As a marketing analytics company devoted to helping clients understand people at as granular and useful a level as our data scientists can conjure, our team is always applying, bending, and engineering technology to make the work stronger and operate more efficiently.
That's why we love to connect with and learn from others in our space as well as other industries who are thinking innovatively and challenging the status quo.
This week we got such an opportunity when a couple of us attended the Women in Technology of Tennessee monthly meeting, held in April at the Tractor Supply corporate headquarters in Brentwood.
(Sidebar for our Nashville friends: If you haven't visited the HQ, do it. It's a shiny, modern, technology-infused building with a tractor in the middle of the lobby.)
The speaker this month was Rachael Babcock, Chief Innovation Officer for the State of Tennessee. Outside the technology sector, the role is a fairly new one, and it's not a stretch to see how the job could apply in the public arena as well. Cities from Denver to Philadelphia to Riverside, Calif., have all tried it out. Tennessee was one of the first in the nation to hire a CIO at the state level.

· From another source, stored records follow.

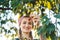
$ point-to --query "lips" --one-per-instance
(27, 28)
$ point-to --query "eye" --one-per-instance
(29, 23)
(24, 22)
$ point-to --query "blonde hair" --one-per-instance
(20, 32)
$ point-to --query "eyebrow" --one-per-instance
(35, 18)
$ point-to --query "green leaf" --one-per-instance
(57, 16)
(59, 23)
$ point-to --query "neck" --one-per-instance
(25, 34)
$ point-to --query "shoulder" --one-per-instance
(16, 38)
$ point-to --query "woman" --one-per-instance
(25, 26)
(36, 22)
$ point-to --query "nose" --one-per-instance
(27, 25)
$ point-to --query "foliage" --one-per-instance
(28, 6)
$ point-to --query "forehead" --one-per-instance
(27, 19)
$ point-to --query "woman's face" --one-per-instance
(26, 24)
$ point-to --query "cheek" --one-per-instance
(30, 27)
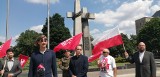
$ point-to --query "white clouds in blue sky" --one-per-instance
(125, 15)
(37, 28)
(42, 1)
(31, 14)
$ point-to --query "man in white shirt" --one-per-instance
(107, 65)
(144, 62)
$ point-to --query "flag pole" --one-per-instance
(7, 20)
(123, 43)
(48, 34)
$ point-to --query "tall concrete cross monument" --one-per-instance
(81, 25)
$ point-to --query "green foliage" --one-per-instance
(1, 43)
(58, 31)
(25, 43)
(120, 60)
(129, 44)
(150, 35)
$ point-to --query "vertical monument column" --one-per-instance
(76, 16)
(86, 34)
(81, 25)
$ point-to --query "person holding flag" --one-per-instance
(10, 67)
(64, 64)
(43, 60)
(107, 65)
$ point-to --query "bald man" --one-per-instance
(107, 65)
(144, 62)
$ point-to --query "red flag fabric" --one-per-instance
(40, 66)
(4, 47)
(23, 59)
(69, 44)
(109, 39)
(94, 57)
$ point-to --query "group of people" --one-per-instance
(43, 63)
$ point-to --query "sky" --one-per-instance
(31, 14)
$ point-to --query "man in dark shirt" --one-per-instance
(78, 64)
(64, 64)
(43, 61)
(10, 67)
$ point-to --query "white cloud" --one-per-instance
(2, 39)
(125, 15)
(42, 1)
(94, 31)
(37, 28)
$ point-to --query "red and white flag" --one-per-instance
(69, 44)
(94, 57)
(4, 47)
(23, 59)
(108, 39)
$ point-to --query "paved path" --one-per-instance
(121, 73)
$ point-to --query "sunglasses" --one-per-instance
(43, 40)
(79, 49)
(105, 52)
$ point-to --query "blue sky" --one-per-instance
(31, 14)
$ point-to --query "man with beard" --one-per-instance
(43, 60)
(10, 66)
(144, 62)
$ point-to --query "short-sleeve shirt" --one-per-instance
(107, 65)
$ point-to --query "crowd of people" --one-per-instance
(43, 63)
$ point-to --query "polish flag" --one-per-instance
(69, 44)
(23, 59)
(94, 57)
(108, 39)
(4, 47)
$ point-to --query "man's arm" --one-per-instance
(19, 68)
(60, 65)
(153, 65)
(54, 65)
(85, 68)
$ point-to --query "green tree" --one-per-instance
(25, 42)
(129, 44)
(58, 31)
(1, 43)
(150, 35)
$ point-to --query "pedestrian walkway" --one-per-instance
(121, 73)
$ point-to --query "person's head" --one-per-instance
(105, 52)
(78, 50)
(67, 53)
(141, 47)
(41, 41)
(10, 53)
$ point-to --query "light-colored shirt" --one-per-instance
(141, 55)
(10, 63)
(108, 63)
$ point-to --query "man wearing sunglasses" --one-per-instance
(107, 65)
(43, 60)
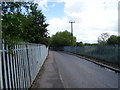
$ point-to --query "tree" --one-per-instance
(24, 25)
(102, 39)
(63, 39)
(113, 39)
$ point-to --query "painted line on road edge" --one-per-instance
(101, 64)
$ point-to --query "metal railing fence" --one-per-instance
(106, 53)
(19, 66)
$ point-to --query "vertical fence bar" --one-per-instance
(5, 81)
(20, 67)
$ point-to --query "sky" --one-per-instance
(91, 17)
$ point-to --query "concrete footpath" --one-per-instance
(48, 77)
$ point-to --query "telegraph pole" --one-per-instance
(71, 31)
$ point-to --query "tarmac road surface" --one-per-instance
(76, 72)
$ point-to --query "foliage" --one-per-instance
(63, 39)
(113, 39)
(79, 44)
(22, 21)
(102, 39)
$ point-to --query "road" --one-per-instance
(76, 72)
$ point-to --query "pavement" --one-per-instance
(48, 76)
(63, 70)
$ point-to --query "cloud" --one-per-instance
(92, 17)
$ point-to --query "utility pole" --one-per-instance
(71, 31)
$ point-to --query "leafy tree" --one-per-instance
(79, 44)
(63, 39)
(102, 39)
(113, 39)
(24, 25)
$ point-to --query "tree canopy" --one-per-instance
(63, 39)
(102, 39)
(22, 21)
(113, 40)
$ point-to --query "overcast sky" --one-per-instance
(92, 17)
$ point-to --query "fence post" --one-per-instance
(1, 77)
(28, 64)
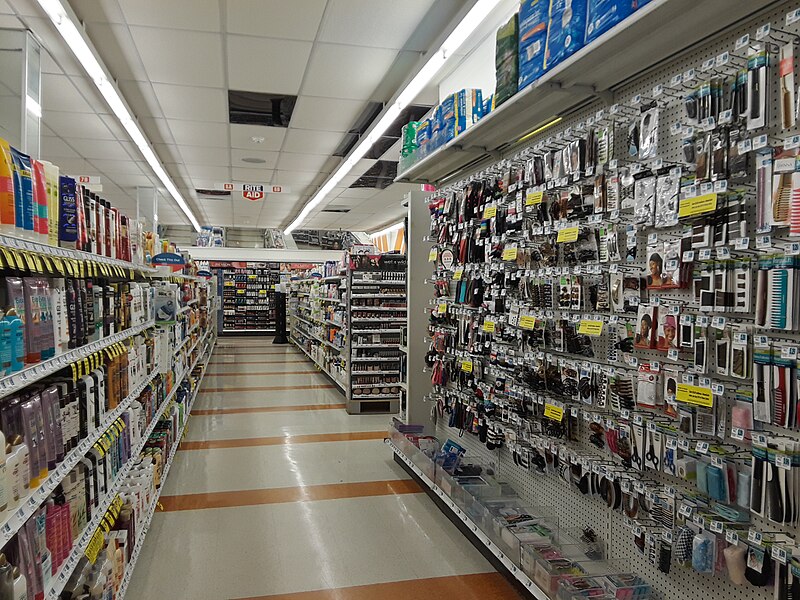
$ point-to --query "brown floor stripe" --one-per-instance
(255, 409)
(269, 388)
(263, 373)
(313, 438)
(333, 491)
(480, 586)
(258, 362)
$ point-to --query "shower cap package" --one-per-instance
(667, 190)
(644, 200)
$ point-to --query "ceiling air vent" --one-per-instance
(380, 175)
(255, 108)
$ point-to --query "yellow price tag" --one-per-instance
(692, 394)
(533, 198)
(553, 412)
(568, 234)
(95, 546)
(698, 205)
(594, 328)
(30, 262)
(510, 254)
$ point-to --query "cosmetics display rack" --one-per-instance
(593, 71)
(140, 537)
(53, 258)
(93, 528)
(318, 323)
(613, 320)
(377, 316)
(248, 297)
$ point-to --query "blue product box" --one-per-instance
(533, 17)
(602, 15)
(469, 108)
(566, 31)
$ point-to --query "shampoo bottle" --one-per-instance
(20, 585)
(6, 578)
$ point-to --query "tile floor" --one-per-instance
(279, 494)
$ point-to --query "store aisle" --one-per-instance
(277, 493)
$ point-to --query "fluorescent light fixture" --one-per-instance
(480, 10)
(33, 107)
(388, 230)
(539, 130)
(76, 41)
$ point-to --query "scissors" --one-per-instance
(651, 457)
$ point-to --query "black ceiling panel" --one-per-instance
(256, 108)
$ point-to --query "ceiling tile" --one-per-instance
(293, 178)
(59, 93)
(305, 141)
(252, 175)
(118, 51)
(100, 149)
(54, 148)
(192, 103)
(199, 133)
(237, 154)
(77, 125)
(208, 173)
(301, 162)
(198, 15)
(212, 157)
(198, 60)
(241, 137)
(377, 23)
(281, 64)
(121, 167)
(97, 11)
(296, 20)
(326, 114)
(346, 71)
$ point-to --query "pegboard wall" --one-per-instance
(664, 86)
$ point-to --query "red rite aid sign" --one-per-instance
(252, 192)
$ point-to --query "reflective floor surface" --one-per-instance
(277, 493)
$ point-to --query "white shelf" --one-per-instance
(79, 548)
(151, 509)
(25, 377)
(16, 243)
(526, 581)
(629, 48)
(340, 384)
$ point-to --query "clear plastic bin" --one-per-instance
(627, 586)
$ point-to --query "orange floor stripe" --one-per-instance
(480, 586)
(269, 388)
(258, 362)
(256, 409)
(278, 440)
(333, 491)
(262, 373)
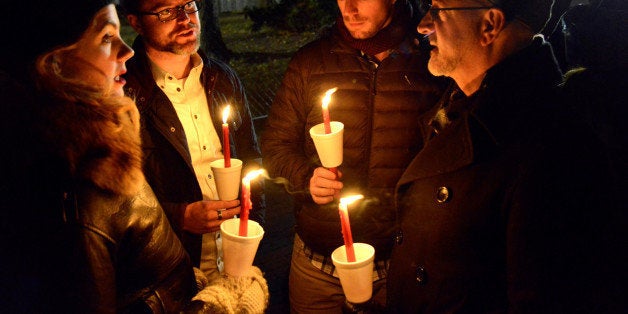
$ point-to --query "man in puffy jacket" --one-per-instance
(383, 87)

Though it does seem like more of a challenge.
If in business, the function of an innovation executive is to build new products, develop new revenue streams, disrupt service lines, product lines, workflow and workplace culture, and create the concepts that come next - imagine all of that, plus the politics, employee longevity and bureaucracy that would come with doing the same thing within government.
"Humans hate change," she noted. "It's just not part of our core nature."

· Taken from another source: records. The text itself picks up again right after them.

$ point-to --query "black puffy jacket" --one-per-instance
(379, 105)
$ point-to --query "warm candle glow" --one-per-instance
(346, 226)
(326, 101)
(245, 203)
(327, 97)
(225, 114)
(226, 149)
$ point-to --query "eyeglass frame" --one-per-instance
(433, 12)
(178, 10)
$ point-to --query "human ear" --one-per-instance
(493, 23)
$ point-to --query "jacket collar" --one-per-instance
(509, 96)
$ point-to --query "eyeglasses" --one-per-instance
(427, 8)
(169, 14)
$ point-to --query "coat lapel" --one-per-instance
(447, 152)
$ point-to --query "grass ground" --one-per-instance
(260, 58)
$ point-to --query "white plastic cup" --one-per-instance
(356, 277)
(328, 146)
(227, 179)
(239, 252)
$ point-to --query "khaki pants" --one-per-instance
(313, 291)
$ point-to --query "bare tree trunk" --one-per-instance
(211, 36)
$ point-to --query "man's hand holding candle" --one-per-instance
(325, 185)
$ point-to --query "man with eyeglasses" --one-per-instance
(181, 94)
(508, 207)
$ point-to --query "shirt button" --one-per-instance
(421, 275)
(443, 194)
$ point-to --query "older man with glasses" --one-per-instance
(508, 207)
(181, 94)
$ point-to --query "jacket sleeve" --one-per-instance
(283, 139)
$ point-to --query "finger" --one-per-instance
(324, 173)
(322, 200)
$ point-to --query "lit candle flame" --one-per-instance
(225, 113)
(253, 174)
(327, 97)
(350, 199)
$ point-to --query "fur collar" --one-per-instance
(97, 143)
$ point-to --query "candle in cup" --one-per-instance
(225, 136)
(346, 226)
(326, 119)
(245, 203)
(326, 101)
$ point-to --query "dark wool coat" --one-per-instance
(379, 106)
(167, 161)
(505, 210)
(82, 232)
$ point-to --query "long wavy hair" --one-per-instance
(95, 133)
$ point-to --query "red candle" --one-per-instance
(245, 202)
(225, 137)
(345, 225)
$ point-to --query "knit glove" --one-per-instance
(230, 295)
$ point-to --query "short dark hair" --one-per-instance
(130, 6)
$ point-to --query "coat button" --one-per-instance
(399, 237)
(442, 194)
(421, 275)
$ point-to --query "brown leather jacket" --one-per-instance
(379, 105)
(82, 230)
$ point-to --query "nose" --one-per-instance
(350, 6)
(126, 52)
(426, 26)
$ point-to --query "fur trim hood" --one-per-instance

Rachael talked through some of the more radical and culture-changing innovations we all know are on the horizon for the next decade - things like driverless vehicles, biological storage, DIY manufacturing, and the next generations of augmented reality and 3D printing.
"These things can be predicted," she said. "They ARE being predicted. This is the world we live in. But how they affect you and me... That is completely unpredictable."
We get it. We build predictive models for a living, and yes - what you choose to do with them? - that is entirely up to you.
"But there is good news in this," Rachael said. "We can't predict the future, so what we must do is live in the present."
Thanks, WiTT, for a great event! And to Rachael for a thought-provoking talk. We're looking forward to the next one.